Musikalisch eingestimmt wurde man an diesem Abend von dem Ferrara Duo, mit Fagott und Gitarre „bewaffnet“. Das Duo kommt aus Mannheim und besteht aus Annina Holland-Moritz und Stefan Conradi; sie hatten noch einen anderen Termin und waren nur zu Beginn anwesend.
Das Syndikat ist ein Verein für deutschsprachige Kriminalliteratur. An vielen Orten finden an diesem Tag Lesungen für gute Zwecke statt, in Mannheim traditionell im Polizeipräsidium in L6. Schirmherr der Veranstaltung war Polizeipräsident Siegfried Kollmar. Die Weinheimer Autorin Ingrid Noll und Marlene Bach aus Heidelberg lasen ebenfalls. Alle engagieren sich für die Opferhilfsorganisation „Weißer Ring e.V.“ und verzichteten an diesem besonderen Abend auf ihr Honorar. „Vor Gericht stehen meist die Täter im Vordergrund, die nach Verbüßung ihrer Strafe wieder freikommen. Die Opfer hingegen und ihre Familien leiden lebenslang“ sagte Claudia Schmid über die Bedeutung der Benefiz-Veranstaltung.
Nachdem auch der LKA-Präsident aus Stuttgart durch den Bahnstreik mit dem Auto herfahren musste, warteten alle auf sein Eintreffen. Strahlemann Andreas Stenger begrüßte das Publikum und stellte die drei Autorinnen und den Autor vor. Marlene Bach kommt aus dem „Hexenland“ und lebt seit 1997 in Heidelberg, wo sie seit 2006 als Schriftstellerin tätig ist. Mit ihren Kurzgeschichten gewann sie sogar den Walter-Kempowski-Literaturpreis. Den Titel Ehrenhauptkommissarin bekam die „Lady of crime“ und Ehrenbürgerin der Stadt Weinheim Ingrid Noll verliehen. Sie habe die Frauenquote der Ehrenbürger in die Höhe gepuscht und ihre Bücher wurden in 27 Sprachen übersetzt und verfilmt.

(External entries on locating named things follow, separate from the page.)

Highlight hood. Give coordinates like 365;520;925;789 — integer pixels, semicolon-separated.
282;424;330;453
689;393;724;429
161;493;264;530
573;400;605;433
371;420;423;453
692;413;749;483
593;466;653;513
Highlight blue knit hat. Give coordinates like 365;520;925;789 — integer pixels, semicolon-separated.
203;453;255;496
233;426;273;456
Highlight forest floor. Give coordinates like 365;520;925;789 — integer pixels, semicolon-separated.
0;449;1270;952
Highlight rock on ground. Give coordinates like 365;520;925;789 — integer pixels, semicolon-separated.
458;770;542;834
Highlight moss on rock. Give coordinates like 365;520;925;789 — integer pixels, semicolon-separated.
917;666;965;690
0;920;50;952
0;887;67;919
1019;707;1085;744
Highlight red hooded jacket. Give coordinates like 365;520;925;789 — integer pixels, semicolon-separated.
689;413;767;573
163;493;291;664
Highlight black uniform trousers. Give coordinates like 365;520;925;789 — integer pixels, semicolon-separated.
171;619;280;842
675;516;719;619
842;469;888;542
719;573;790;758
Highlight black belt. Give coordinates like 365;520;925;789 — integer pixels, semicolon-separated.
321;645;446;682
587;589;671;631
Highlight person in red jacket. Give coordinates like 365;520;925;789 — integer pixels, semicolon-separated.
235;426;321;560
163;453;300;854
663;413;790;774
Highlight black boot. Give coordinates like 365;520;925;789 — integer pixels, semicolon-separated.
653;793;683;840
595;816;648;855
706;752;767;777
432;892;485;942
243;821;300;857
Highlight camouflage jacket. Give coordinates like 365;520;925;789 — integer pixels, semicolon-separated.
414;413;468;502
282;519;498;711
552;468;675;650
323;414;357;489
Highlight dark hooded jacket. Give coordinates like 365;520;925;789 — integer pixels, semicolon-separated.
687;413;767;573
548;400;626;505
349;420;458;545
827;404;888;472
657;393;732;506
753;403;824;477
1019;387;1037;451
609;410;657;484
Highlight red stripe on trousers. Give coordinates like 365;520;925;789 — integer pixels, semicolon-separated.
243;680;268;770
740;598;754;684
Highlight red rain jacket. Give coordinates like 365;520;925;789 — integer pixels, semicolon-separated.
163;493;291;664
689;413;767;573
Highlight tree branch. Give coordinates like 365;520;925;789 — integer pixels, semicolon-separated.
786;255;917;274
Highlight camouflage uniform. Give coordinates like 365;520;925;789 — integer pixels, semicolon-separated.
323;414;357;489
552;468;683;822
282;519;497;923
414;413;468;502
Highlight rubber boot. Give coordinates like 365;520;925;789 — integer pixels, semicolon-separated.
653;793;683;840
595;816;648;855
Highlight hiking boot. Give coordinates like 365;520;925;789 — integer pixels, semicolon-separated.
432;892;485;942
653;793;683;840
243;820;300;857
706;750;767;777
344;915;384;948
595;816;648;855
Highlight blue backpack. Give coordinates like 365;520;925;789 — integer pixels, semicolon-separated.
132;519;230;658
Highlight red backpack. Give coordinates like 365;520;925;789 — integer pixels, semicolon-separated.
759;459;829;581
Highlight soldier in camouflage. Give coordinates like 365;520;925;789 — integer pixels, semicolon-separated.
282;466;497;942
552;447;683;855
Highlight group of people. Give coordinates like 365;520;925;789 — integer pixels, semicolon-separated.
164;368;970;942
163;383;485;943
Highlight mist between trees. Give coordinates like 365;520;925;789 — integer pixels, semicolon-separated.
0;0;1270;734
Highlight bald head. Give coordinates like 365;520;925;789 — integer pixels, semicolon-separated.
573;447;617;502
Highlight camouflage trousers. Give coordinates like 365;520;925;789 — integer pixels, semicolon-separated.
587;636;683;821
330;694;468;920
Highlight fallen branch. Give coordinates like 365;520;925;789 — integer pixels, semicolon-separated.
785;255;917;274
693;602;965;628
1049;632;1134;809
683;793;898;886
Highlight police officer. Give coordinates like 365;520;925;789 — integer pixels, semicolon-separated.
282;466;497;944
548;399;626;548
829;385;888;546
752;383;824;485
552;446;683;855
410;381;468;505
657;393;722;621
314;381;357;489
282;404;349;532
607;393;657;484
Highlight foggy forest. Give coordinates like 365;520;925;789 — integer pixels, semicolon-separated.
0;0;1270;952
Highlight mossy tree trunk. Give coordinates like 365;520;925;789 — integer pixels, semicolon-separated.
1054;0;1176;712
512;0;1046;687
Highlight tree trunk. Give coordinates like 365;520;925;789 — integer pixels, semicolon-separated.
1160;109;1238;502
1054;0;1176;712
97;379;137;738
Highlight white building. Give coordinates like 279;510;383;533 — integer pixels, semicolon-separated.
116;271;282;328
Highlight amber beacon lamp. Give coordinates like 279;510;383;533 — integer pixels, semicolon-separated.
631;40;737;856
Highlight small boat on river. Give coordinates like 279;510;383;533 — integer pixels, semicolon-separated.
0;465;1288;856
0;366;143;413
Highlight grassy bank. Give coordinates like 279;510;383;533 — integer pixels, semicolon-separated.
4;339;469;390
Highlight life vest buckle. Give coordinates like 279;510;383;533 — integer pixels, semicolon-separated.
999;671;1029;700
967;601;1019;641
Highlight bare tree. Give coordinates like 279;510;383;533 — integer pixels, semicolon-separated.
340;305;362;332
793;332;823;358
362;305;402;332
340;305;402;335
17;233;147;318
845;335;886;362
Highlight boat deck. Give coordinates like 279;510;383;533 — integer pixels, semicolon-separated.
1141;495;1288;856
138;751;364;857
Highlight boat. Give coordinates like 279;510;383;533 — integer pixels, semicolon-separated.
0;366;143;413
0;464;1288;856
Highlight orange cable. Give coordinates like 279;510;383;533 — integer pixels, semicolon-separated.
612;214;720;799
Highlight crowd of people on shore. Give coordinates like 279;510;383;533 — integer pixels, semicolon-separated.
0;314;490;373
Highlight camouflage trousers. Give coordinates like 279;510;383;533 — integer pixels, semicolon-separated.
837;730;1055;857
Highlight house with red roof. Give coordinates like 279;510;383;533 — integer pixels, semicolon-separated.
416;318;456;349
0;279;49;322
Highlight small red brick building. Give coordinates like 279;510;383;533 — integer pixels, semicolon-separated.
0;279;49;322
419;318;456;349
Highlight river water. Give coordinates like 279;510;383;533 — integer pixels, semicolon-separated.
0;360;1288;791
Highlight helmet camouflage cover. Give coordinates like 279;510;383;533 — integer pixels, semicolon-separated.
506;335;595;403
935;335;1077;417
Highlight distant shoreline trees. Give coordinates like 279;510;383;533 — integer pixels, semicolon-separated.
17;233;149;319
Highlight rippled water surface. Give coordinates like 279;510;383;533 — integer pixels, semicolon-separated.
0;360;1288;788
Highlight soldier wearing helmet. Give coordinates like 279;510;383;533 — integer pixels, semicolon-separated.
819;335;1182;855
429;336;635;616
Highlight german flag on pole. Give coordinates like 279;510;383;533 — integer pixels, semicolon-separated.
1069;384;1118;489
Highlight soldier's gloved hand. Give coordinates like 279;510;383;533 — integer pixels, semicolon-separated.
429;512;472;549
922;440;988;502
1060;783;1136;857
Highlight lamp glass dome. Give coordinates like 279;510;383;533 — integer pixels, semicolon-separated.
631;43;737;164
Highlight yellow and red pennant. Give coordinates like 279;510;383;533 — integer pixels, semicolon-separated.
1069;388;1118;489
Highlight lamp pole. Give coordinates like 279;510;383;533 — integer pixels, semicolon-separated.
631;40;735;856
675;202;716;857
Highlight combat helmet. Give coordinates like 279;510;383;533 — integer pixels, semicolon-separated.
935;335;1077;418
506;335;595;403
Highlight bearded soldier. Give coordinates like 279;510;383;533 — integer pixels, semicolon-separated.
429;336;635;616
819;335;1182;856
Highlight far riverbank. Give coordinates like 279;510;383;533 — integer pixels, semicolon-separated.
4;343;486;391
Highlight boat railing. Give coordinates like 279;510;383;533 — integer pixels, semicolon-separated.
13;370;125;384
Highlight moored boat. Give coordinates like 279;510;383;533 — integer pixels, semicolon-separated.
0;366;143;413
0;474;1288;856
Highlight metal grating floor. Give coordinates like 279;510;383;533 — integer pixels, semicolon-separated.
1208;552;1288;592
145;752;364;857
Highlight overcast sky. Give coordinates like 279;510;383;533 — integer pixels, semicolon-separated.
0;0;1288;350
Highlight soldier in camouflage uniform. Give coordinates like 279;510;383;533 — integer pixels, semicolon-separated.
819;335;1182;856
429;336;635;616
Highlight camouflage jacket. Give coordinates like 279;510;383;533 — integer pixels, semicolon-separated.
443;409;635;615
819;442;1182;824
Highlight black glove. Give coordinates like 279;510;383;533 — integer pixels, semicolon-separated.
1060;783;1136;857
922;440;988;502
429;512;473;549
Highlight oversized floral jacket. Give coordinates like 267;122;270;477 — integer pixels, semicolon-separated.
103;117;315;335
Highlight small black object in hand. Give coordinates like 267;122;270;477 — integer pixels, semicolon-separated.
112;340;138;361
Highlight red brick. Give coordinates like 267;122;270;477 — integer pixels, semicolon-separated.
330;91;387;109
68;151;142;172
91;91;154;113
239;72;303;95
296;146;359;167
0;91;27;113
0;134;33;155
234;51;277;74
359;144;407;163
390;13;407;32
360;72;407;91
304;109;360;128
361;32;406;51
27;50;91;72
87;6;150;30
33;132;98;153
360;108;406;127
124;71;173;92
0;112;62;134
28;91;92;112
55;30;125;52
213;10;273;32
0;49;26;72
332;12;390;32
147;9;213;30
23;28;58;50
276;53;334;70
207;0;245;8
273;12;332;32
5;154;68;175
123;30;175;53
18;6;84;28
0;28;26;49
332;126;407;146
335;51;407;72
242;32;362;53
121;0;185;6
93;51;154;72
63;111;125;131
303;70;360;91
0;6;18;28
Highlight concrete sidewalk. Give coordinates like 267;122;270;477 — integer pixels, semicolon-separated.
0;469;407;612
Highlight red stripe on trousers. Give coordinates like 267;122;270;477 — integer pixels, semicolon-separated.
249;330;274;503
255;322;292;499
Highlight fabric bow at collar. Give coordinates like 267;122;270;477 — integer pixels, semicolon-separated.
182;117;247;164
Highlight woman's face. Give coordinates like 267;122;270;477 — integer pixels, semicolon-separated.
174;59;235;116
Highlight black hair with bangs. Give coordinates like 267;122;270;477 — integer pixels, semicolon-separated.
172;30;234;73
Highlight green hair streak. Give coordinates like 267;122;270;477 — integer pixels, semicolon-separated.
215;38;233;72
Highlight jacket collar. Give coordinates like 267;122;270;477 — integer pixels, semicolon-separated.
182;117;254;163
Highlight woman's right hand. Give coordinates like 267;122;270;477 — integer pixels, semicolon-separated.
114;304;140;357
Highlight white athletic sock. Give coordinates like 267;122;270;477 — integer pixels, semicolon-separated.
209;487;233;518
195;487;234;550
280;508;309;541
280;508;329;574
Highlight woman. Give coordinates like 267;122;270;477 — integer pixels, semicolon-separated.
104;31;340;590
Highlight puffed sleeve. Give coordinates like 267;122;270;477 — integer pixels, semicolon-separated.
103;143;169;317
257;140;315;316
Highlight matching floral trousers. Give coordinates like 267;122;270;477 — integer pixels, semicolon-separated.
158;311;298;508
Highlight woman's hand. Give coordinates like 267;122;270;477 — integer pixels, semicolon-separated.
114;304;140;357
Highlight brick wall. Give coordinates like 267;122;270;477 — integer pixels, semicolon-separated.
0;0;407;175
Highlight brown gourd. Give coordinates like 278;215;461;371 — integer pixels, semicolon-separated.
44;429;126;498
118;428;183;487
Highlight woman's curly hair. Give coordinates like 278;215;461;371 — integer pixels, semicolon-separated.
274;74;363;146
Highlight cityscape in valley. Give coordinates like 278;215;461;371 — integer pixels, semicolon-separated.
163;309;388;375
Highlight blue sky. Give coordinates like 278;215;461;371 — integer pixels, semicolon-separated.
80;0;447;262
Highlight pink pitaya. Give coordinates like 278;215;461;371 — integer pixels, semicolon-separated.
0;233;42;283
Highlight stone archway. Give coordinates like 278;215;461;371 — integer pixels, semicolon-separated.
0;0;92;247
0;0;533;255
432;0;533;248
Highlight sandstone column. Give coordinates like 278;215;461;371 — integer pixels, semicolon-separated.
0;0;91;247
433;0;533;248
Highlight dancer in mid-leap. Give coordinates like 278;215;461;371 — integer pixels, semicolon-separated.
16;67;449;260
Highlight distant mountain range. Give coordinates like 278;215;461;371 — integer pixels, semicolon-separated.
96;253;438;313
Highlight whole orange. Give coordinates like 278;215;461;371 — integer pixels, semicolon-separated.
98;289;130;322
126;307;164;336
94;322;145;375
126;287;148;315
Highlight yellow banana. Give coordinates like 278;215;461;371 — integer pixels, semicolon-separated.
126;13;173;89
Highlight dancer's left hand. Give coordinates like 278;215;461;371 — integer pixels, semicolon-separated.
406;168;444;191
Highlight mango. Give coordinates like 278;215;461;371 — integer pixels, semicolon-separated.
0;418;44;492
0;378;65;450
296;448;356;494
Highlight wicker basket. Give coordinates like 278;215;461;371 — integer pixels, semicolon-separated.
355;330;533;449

Sie entgegnete schlagfertig „Ich habe doch nichts weiter gemacht als gemordet“. Die Miss Marple aus Deutschland ist bereits 88 Jahre alt, die man ihr bei weitem nicht ansieht. Andreas Stenger bedankte sich bei seiner LKA-Mitarbeiterin Juliette Gaedicke und bei dem Technischen Manager Tim Remark (SAP), der sich ehrenamtlich nützlich machte und normalerweise mit Kabarettist Torsten Sträter auf Tour ist. Die Organisation „Weißer Ring“ hätte eigentlich eine Goldmedaille verdient, aber Stenger wollte heute die Krimiautoren mit einer Silbermedaille beschenken.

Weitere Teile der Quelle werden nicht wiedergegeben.